Sarebbe in gravi condizioni ma non in pericolo di vita la 56enne che intorno alle 18:30 di ieri, 12 febbraio 2026, è stata accoltellata alle spalle mentre passeggiava in via Mondini, a pochi metri da via Libertà, nel centro di Palermo. La donna, di nome Luigia Anna Tricarico, era appena uscita dal parrucchiere e si stava dirigendo verso l'auto parcheggiata a poca distanza. Soccorsa dai sanitari del 118, è stata trasportata all'ospedale Villa Sofia, dove è stata ricoverata in prognosi riservata.
Secondo le prime ricostruzioni, Tricarico sarebbe stata raggiunta dall'aggressore e colpita in un tratto di strada non particolarmente illuminato, riportando un'unica, profonda ferita al dorso, tra le scapole.

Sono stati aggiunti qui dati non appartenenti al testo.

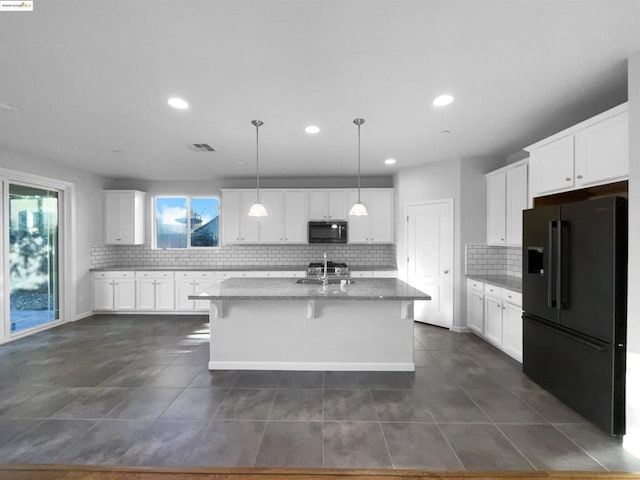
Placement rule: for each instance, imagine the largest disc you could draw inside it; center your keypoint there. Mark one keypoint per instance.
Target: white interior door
(430, 259)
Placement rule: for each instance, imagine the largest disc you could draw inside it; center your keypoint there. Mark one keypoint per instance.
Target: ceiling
(86, 82)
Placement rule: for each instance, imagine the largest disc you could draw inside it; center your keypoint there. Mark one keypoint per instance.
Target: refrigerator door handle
(551, 302)
(558, 271)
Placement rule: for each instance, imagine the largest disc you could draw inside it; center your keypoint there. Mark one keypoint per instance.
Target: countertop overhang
(287, 289)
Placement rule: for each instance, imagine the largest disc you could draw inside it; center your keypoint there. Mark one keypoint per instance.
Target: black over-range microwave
(328, 232)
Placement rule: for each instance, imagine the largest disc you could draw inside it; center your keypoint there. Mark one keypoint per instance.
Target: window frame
(154, 222)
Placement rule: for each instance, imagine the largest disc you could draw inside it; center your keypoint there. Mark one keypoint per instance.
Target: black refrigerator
(574, 298)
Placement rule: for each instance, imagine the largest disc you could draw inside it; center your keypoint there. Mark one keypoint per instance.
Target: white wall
(433, 181)
(460, 179)
(88, 215)
(632, 439)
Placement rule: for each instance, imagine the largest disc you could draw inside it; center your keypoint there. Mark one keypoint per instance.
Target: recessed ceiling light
(443, 100)
(8, 106)
(178, 103)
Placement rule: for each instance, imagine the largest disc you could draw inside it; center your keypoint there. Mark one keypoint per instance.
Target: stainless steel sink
(318, 281)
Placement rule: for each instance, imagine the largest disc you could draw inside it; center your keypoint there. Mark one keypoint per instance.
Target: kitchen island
(279, 324)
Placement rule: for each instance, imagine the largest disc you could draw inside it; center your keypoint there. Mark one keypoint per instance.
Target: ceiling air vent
(201, 147)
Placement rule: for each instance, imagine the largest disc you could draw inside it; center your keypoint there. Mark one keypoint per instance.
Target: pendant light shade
(359, 209)
(257, 209)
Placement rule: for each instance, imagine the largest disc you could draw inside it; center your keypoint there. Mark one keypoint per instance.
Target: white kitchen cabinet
(295, 216)
(552, 167)
(495, 314)
(517, 200)
(287, 219)
(602, 151)
(512, 330)
(475, 306)
(506, 198)
(590, 153)
(328, 204)
(193, 283)
(237, 225)
(124, 217)
(496, 208)
(155, 291)
(272, 226)
(385, 273)
(362, 274)
(493, 320)
(113, 291)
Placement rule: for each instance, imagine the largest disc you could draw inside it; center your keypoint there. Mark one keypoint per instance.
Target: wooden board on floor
(65, 472)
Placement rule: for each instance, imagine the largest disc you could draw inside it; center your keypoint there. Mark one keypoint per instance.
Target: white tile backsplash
(493, 260)
(241, 256)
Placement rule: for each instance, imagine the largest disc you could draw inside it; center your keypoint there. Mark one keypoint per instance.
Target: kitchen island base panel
(373, 335)
(315, 366)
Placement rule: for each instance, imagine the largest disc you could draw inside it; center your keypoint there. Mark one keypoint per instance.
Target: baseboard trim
(149, 312)
(83, 315)
(317, 366)
(460, 329)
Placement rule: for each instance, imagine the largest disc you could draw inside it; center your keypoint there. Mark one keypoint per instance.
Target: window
(187, 222)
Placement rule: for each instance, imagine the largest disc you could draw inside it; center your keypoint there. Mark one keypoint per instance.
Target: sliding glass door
(32, 250)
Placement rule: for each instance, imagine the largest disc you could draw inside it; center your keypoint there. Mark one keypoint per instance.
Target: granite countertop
(504, 281)
(173, 268)
(288, 289)
(273, 268)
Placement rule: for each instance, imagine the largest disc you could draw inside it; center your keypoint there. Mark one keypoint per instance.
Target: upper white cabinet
(286, 221)
(295, 216)
(552, 166)
(496, 208)
(377, 226)
(289, 210)
(602, 151)
(506, 198)
(590, 153)
(328, 204)
(271, 226)
(124, 217)
(517, 201)
(237, 225)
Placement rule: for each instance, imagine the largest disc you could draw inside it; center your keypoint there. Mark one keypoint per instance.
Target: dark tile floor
(135, 390)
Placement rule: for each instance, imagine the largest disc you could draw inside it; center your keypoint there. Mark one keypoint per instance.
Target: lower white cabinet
(163, 291)
(495, 314)
(493, 320)
(193, 283)
(114, 291)
(155, 291)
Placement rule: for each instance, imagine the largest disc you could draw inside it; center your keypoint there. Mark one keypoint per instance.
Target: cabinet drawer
(362, 274)
(385, 274)
(510, 296)
(153, 274)
(114, 274)
(493, 290)
(195, 274)
(294, 274)
(475, 285)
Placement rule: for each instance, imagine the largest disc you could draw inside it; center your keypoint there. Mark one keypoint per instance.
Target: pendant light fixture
(257, 209)
(358, 209)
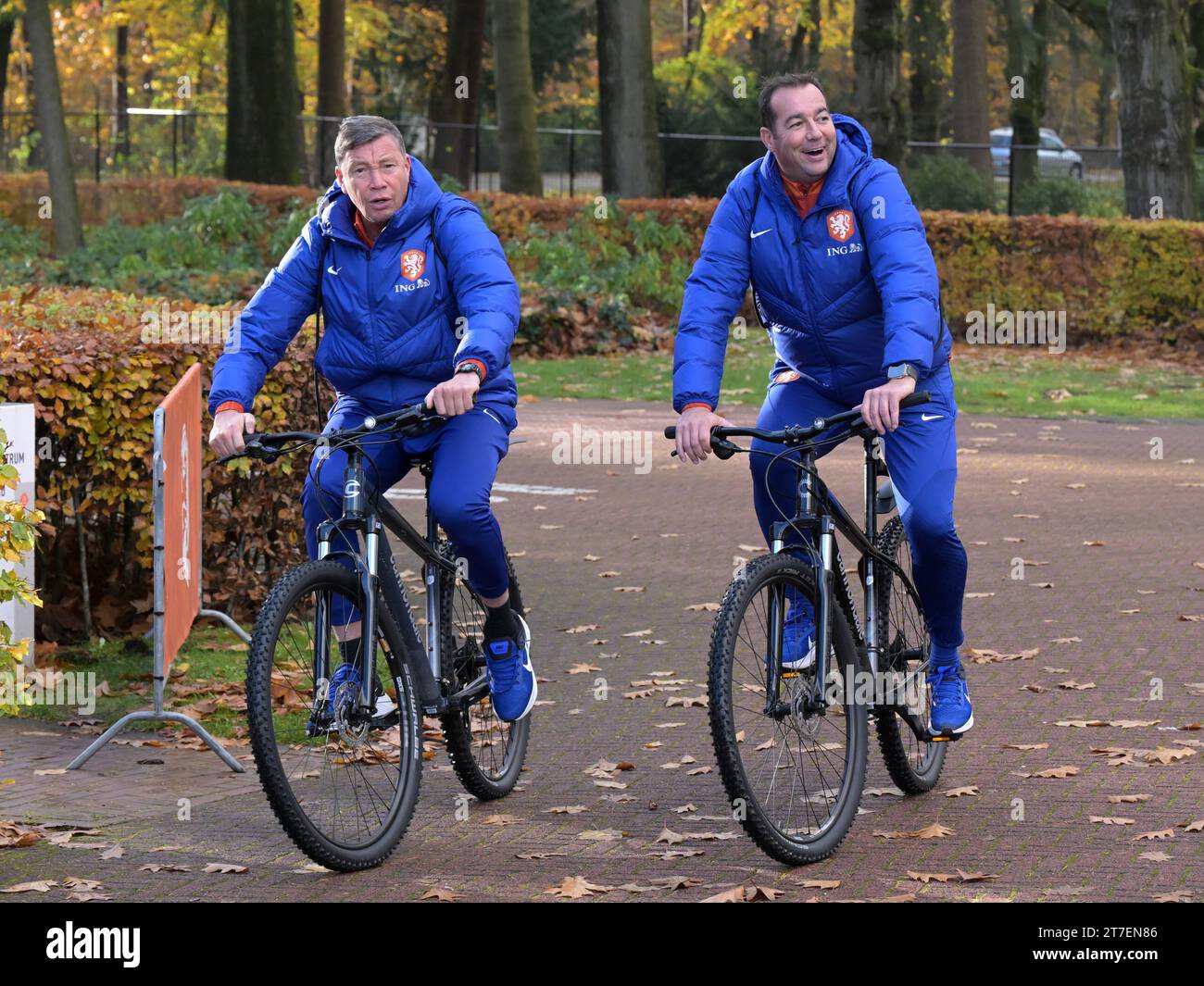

Poi, mentre l'uomo si dava alla fuga - senza tentare di sottrarle la borsa né altri effetti personali, circostanza che aveva da subito fatto escludere una rapina - la 56enne sarebbe tornata verso il parrucchiere per chiedere aiuto.
I dipendenti del salone avrebbero provato a fermare la fuoriuscita di sangue; all'arrivo dei sanitari del 118, Tricarico, in gravi condizioni, è stata trasportata in codice rosso all'ospedale Villa Sofia, dove i medici le hanno riscontrato lesioni a un polmone e a una vertebra e una significativa emorragia interna. La donna è stata quindi ricoverata in prognosi riservata. Nonostante il quadro complessivo, non sarebbe tuttavia in pericolo di vita.
Ieri, dopo le prime segnalazioni, i poliziotti intervenuti si erano subito messi sulle tracce dell'aggressore, che la donna - di spalle - non era riuscita a vedere in volto. La svolta è arrivata grazie alle testimonianze e all'analisi delle telecamere di videosorveglianza.
Il responsabile sarebbe un 53enne conosciuto in zona e in cura per presunti problemi psichiatrici. Quando è stato raggiunto dagli agenti, indossava ancora gli abiti sporchi di sangue. All'interno del suo appartamento sarebbe stato trovato e sequestrato un coltello.
L'uomo è stato accompagnato in Questura per essere interrogato dal pm di turno, Andrea Zoppi, alla presenza di un legale. Resta da chiarire se lui e la vittima si conoscessero per risalire al movente e all'eventuale premeditazione del gesto. Si attendono sviluppi.